Be very nice to brass frame revolvers and don't overload them. 12-15 grains is more than enough. If you want power, buy a steel frame .44!
 
I suggested 10 grains once and got some flack. It will shoot fine in a 44 brass frame . I have repaired a few by soldering a steel shim washer to the frame after machining to get rid of the notches left from heavy loads. Another problem is stripping the threads for the cylinder pin. This is a little tougher to repair as there isn't much metal around it.

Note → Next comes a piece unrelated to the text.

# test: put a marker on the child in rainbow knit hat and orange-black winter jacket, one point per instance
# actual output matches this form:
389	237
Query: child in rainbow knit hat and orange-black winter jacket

If you have a feeler gauge use it to check cylender gap to barrel, should be around .006"
 
The gap between the front of the cylinder and the barrel is .010". I don't see much marking on the frame.
 
YOu want a barrel Cylinder gap of no more than .006" , so what you have descibed is already to big a gap. The gun will also benefit from having the forcing cone at the back of the barrel reamed out carefully with a tapered reamer with an 11 degree angle. That will ease the ball from the cylinder chambers into the barrel with a minimum of distortions so you get a good gas seal in the barrel, and suffer minimal, if any blow-by( gas cutting ) in the barrel as the ball passed down its length.
 
You want to get a feeler gauge to measure the gap. There are probably several ways to correct excess gap but I was told to carefully stone/file the front of the frame where the two pin holes are located. You may have to deeper the holes a bit although the amount of correction is so slight that this shouldn't be a problem Your greatest worry would be filing off angle- set up a jig that keeps everything in place during this operation.

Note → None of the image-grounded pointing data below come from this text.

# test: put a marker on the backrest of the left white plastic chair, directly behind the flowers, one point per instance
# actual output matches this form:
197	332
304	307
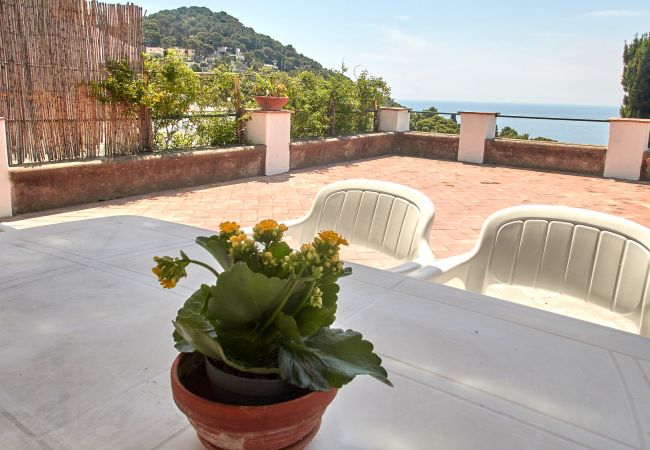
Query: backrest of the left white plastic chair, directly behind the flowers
383	216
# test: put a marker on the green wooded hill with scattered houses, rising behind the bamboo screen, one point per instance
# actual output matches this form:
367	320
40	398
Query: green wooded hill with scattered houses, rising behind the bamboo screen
208	32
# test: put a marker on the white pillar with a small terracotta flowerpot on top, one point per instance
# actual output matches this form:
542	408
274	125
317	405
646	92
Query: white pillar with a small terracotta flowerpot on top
273	129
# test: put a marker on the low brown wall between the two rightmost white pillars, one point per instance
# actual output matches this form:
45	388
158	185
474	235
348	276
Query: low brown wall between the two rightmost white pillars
556	156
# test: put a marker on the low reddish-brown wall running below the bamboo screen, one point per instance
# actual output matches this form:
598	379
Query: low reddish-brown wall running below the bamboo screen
48	186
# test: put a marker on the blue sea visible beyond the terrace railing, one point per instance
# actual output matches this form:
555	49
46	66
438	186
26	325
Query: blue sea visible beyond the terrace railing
594	133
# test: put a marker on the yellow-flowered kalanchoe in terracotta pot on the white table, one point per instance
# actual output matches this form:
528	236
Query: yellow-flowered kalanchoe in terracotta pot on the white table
259	361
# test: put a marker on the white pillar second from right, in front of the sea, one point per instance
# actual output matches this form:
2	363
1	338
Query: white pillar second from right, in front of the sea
475	128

I agree 10-12 grains should be fine with a brass frame. I previously noted that one fellow told me he fired 25,000 rounds on a brass frame before he noticed a problem- so I was told- don't know if it's true. For comparison, I doubt you could fire a modern gun that many rounds before the bore/forcing cone area got beaten up really bad.
 
What is considered to be the best way to tighten up this gap? Solder a .004" shim to the frame or pull the alignment pins out and file .004" off the front of the frame?
 
Well If your wedge is already as far as it will go then filing .004 off of the frame aint gonna help.......Filing off the frame is the correct way to tighten things up,but you need more wedge to move the barrel rearward....So after you file .004 or so off of the frame you might have to peen the wedge (they are soft) in order to make it fatter so it can take up the slack...............Bob
 
I'd just try a new wedge first off...has worked for me in the past. The wedge get fired formed to the arbor and barrel assy.
Or you can try one or two aluminum can shimes behind the wedge first, just for the heck of it. This will give you .003"-.006" of shimming. Then you have a referance point before you go filing on the rev.

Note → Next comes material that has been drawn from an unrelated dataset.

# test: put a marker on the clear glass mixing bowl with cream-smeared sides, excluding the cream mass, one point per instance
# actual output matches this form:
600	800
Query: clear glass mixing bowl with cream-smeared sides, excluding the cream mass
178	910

Just a suggestion that worked for me.
 
For what it's worth, I feel .006 or less is a good cylinder gap for a modern smokeless guns however the old black powder pistols will foul up and become inoperable if this gap is too small.
I consider .006, too small.
Recently someone had posted about this very problem, as I recall.
Remington even redesigned their original 1858 because of fouling problems in this area.

Several of my steel framed pistols have a gap of as much as .020 without any noticeable effect (except they don't tend to lock up due to fouling).